Use of recycled bags for packing foodgrains and sugar is prohibited under the Jute Packaging Materials (Compulsory Use in Packing Commodities) Act. The recycled jute bags are being imported mostly from Thailand, apart from Malaysia, the U.S. and Jordan. This month, about 1.3 crore used bags worth Rs.30 crore have been imported through the Chennai port,the Pipavav and Mundra ports in Gujarat and the Nhava Sheva Port in Mumbai.
“The import cost on paper is shown as Rs.20-22 per bag. However, such bags are sold at a much higher price in the domestic market,” said RTI activist Gouri Shankar Jain.
The Act mandates that jute bags supplied to government agencies must be manufactured by Indian mills, using only domestically produced raw jute. “The Act’s objective is to protect the interests of about 35 lakh farmers and 2.5 lakh workers,” said Mr. Jain.
The Union Textiles Ministry recently unearthed a major racket in the import of cheap jute bags from Nepal and Bangladesh, for supply to government agencies.
25 October 2015
Source: The Economic Times
Antidumping probe on jute products from Bangladesh, Nepal
NEW DELHI: After finding sufficient "prima facie" evidence of dumping of jute products, India has started a probe to ascertain if an anti-dumping duty can be imposed on such imports from Bangladesh and Nepal to save the domestic industry.
The Directorate General of Anti-Dumping and Allied Duties (DGAD) has launched the investigation into imports from the two neighbouring countries on the request of Indian Jute Mills Association (IJMA).
The association has filed an application "for initiation of anti-dumping investigation and imposition of anti-dumping duty" on the imports of 'jute product' originating in or exported from Bangladesh and Nepal, the DGAD said.
The DGAD found "sufficient prima facie evidence of dumping" of the goods, injury to the domestic industry, and a causal link between the alleged dumping and injury exist to justify initiation of an anti-dumping investigation.
"The Authority therefore hereby initiates an investigation into the alleged dumping and consequent injury to the domestic industry...to determine the existence, degree and effect of the alleged dumping and to recommend the amount of anti-dumping duty, which if levied, would be adequate to remove the 'injury' to the domestic industry," the DGAD said.
The DGAD only recommends anti-dumping duty and it is the revenue department which imposes the import restrictive levy.
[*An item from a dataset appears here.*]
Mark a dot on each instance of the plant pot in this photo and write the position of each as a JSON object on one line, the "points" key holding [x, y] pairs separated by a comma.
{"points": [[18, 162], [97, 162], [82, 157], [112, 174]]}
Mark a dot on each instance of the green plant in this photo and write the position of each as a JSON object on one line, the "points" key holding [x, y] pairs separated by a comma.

There are 34 producers of jute products in India who are members of the IJMA. As many as 15 Indian producers have "expressly supported" the petition and have provided injury information. Further, 14 companies have supported the petition.
Jute is a natural and an eco-friendly fiber, which comes from the inner bark of plants. The broad usages of jute include packaging, geo-textiles, protection of rooting plants, making of cloths, bags, wrapping, boot and shoe lining.
It is also used to make ropes, strings, upholstery foundation, curtains and furnishing fabrics. Jute can also be mixed with wool for fine yarn and fabric production.
Jute production is estimated at 102.84 lakh bales (180 kgs each) against the target of 110 lakh bales set for the crop year 2015-16 (July-June), as per the first advance estimate of the Agriculture Ministry.
06 October 2015
Source: The Hindu - Business Line
Jute bags could be considered for packaging tea also
The option of using jute bags to package tea can be explored in the coming days, Jute Commissioner, Subrata Gupta, said here late on Monday evening.
Speaking on the sidelines of the annual general meeting of the Tea Association of India, Gupta said "food-grade packing material" for coffee and cocoa has already been developed and options can be explored to extend the same to tea.
“We have developed food-grade packaging material for coffee and cocoa. Now the opportunity may well be explored to package teas,” he said.
Under the prevalent Jute Packaging Act, 1987, the use of jute bags is mandatory for packing foodgrain and other material weighing beyond 25 kg (a package).